«Un uso distorto della funzione giurisdizionale». Ruota attorno a questo perno l'arringa dell'avvocato Giuseppe La Spina. Sarebbero molteplici le «lesioni» cagionate alle istituzioni proprio da quel presunto cerchio magico sotto processo da due anni
Caso Saguto, lo Stato chiede danni patrimoniali e d’immagine «Giurisdizione usata come mezzo per comprimere ogni diritto»
Risarcire allo Stato i danni patrimoniali e d’immagine. Questa la richiesta avanzata dall’avvocatura dello Stato, rappresentata dal legale Giuseppe La Spina, al processo che si celebra a Caltanissetta sul presunto cerchio magico contestato all’ex presidente delle Misure di prevenzione Silvana Saguto e ai suoi presunti sodali. «Devo evidenziare – dice subito l’avvocato, appena iniziata la sua arringa – che non si è manifestata la benché minima resipiscenza negli imputati, non è nemmeno apparsa momentaneamente nell’orizzonte volitivo e conoscitivo», manifestando rammarico per quella mancata consapevolezza, a suo dire, degli errori e al conseguente mancato ravvedimento di tutti i protagonisti coinvolti nel processo.
«Su certe affermazioni – torna a dire più avanti – deve stendersi un velo pietoso». Si aggancia spesso, durante la sua arringa, ad alcuni passaggi della requisitoria dei pubblici ministeri Claudia Pasciuti e Maurizio Bonaccorso, articolata davanti alla corte per ben dieci udienze. Come già sottolineato dai pm, in seguito a questi fatti «c’è stato un venir meno della fiducia della popolazione nei confronti della magistratura. La giurisdizione è un servizio – precisa l’avvocato La Spina -, l’attuazione dell’ordinamento non è fine a se stesso. Se si perseguono fini personali lo Stato ha fallito. La vicenda di Andrea Repoli efficacemente citata dal pm nel finale della requisitoria* è l’emblema di un esercizio della giurisdizione che è stato sviato dalla sua naturale funzione. La giurisdizione in questo modo non diventa attuazione del diritto ma un mezzo per comprimere il diritto, per comprimere i diritti fondamentali della persona, perché utilizzata per fini che sono propri, del magistrato o dei suoi sodali».

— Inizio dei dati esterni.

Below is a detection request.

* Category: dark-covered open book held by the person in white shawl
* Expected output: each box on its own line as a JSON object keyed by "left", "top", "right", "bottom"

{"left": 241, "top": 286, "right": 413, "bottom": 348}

Una sintesi veloce, la sua, che si articola nello spazio di appena venti minuti. Tanto basta all’avvocato La Spina per spiegare le ragioni a fondamento della richiesta di risarcimenti per i danni patrimoniali, «di cui si vede l’inizio e non si riesce ancora a vedere la fine», e per quelli all’immagine, «derivante dalla lesione dovuta a una funzione esercitata per fini che non le sono propri». Un discorso che vale per la presidenza del Consiglio, il Ministero della Giustizia e l’Agenzia nazionale per i beni confiscati. «Se c’è stato un esborso non dovuto legittimato attivo per recuperare queste somme è il ministero della Giustizia – insiste il legale più avanti -. Insistiamo per il risarcimento dei danni anche non patrimoniali derivanti dal patema d’animo e dallo strepitio sociale che è derivato nella popolazione, specie quella che vive in Sicilia, in relazione di questa non corretta gestione dei patrimoni confiscati. In questo processo è stato dimostrato che l’esercizio della giurisdizione si è tradotto in un uso distorto della funzione giurisdizionale in violazione delle norme costituzionali e in una lesione dei diritti dei soggetti coinvolti dalle misure di prevenzione. Si tratta del primo processo dove alle amministrazioni giudiziarie è stata data la possibilità di avvalersi dell’avvocatura dello Stato».